Classier still are the adventurous chef’s “designer” desserts, his creativity best exemplified in the redefined and rarefied interpretation of the Black Forest: this construct is a cube of the most fragile chocolate, fine like a finger, in a swoon of cream studded with cherries. The dessert is so light it floats like cherubim. As for those adorable little chocolate coffee pots- a profundity of chocolate, a marvel so lissom on the palate. Extraordinaire! And should that not suffice, wallow away in sumptuous warm dark chocolate pudding. So very naughty, but oh-so-necessary, sigh…
Chef Robert, this miracle of chocolate-making, confesses he dislikes chocolate. Imagine! But then, it is all the more impressive that his chic hand-crafted chocolates can rival the daintiest on the Continent. The chocolate is as smooth as satin sheets, each mouthful swaddles the tongue in silken cocoons. The presentations are so heartbreakingly beautiful, adorned in curlicues of chocolate and creamy swirls. French flamboyance manifests in startling flavours, be they terrific truffles or ganaches so ethereal.
As Chennai’s palate evolves and more European expats establish themselves in the city (everyone wants a piece of the prosperous pie- preferably topped with chocolate), Chef R is considering experiments with the celebrated Chettinad masalas and spices. Not that unusual when one recalls the Aztecs and Mayas originally consumed spiced chocolate.
At Biscotti, the hotel’s delicatessen that looked like it just walked out of Milan, Chef Robert weekly overwhelms with a plethora of confections on a theme: coconut, pineapple etc, And for Easter- find out yourself! But miss not Biscotti’s signature speciality- the crumbliest Italian biscotti. Try pistachio and chocolate.

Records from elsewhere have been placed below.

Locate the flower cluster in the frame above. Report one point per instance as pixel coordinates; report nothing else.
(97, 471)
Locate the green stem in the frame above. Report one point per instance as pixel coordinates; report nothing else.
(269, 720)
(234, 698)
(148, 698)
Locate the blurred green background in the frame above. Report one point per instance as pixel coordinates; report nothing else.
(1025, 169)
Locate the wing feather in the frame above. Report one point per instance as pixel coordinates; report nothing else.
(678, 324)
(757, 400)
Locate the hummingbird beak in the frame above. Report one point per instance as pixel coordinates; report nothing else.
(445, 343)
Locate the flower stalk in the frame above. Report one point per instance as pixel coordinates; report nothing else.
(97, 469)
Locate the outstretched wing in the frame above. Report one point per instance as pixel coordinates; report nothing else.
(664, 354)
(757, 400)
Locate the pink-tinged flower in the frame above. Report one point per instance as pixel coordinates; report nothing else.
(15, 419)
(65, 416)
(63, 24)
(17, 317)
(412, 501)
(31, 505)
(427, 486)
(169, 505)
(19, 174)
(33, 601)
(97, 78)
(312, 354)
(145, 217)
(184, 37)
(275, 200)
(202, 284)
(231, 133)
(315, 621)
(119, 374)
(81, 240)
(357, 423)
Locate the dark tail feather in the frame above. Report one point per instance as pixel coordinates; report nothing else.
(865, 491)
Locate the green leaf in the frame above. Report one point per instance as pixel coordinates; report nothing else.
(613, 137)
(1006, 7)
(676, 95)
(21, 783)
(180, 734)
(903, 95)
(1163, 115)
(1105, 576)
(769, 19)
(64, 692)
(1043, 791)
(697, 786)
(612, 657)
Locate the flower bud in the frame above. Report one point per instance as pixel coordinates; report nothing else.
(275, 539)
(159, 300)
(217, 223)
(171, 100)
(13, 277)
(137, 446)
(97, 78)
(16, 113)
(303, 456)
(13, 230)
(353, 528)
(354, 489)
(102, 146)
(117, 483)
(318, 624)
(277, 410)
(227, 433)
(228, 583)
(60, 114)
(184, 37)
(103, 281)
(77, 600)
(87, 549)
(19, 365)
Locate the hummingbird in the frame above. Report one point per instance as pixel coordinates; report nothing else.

But if you have had an overdose of chocolate, then there is no escape from chocolate even in your rooms where curtains like molten white chocolate flow down by wooden bars that evoke milk chocolate, whilst the enormous bathrooms are in mocha coloured tiles. Indeed, even that masterful 1000 Mandapa art installation at the hotel entrance with its 1000 antique wooden pillars resembles carved chocolate sticks. Heralding that you have entered the Celestial Chocolatedom!
Seeking a one-way ticket to chocolate heaven? French-owned, India-based Shanti Travels opened in Colombo. Call Catherine in Colombo (firstname.lastname@example.org) and she can pack you off on a chocolate pilgrimage.
Tuscana: If Chef R can better the French, then Kiwi Chef Willi can instruct the Italians on making gelati. The homemade chocolate gelati in permutations and combinations from the light to the dangerously dark are exhibited in unabashed loveliness. And the Italian food at the tratorria is conveniently middling (and ludicrously over-priced) so there’s the excuse to hit the deli and console over gelati- six scoops (at least).
Sandy’s: He is rich. Awfully so. But Sandy bored of Daddy’s millions and at 22 the engineer decided chocolate is a passion, even a compulsion. Well, he has infused everything at his two cafes with chocolate- including savouries. And it’s all very well beating the French and the Italians at their gastronomic game, but what makes Sandy’s creations outstanding is an incorporation of indigenous ingredients. Actually, all the ingredients are all-Indian. From cocoa beans grown in Kerala, which he turns into chocolate at his chocolate laboratory. Embark on epicurean excursions this Easter. What else is Chennai’s proximity for?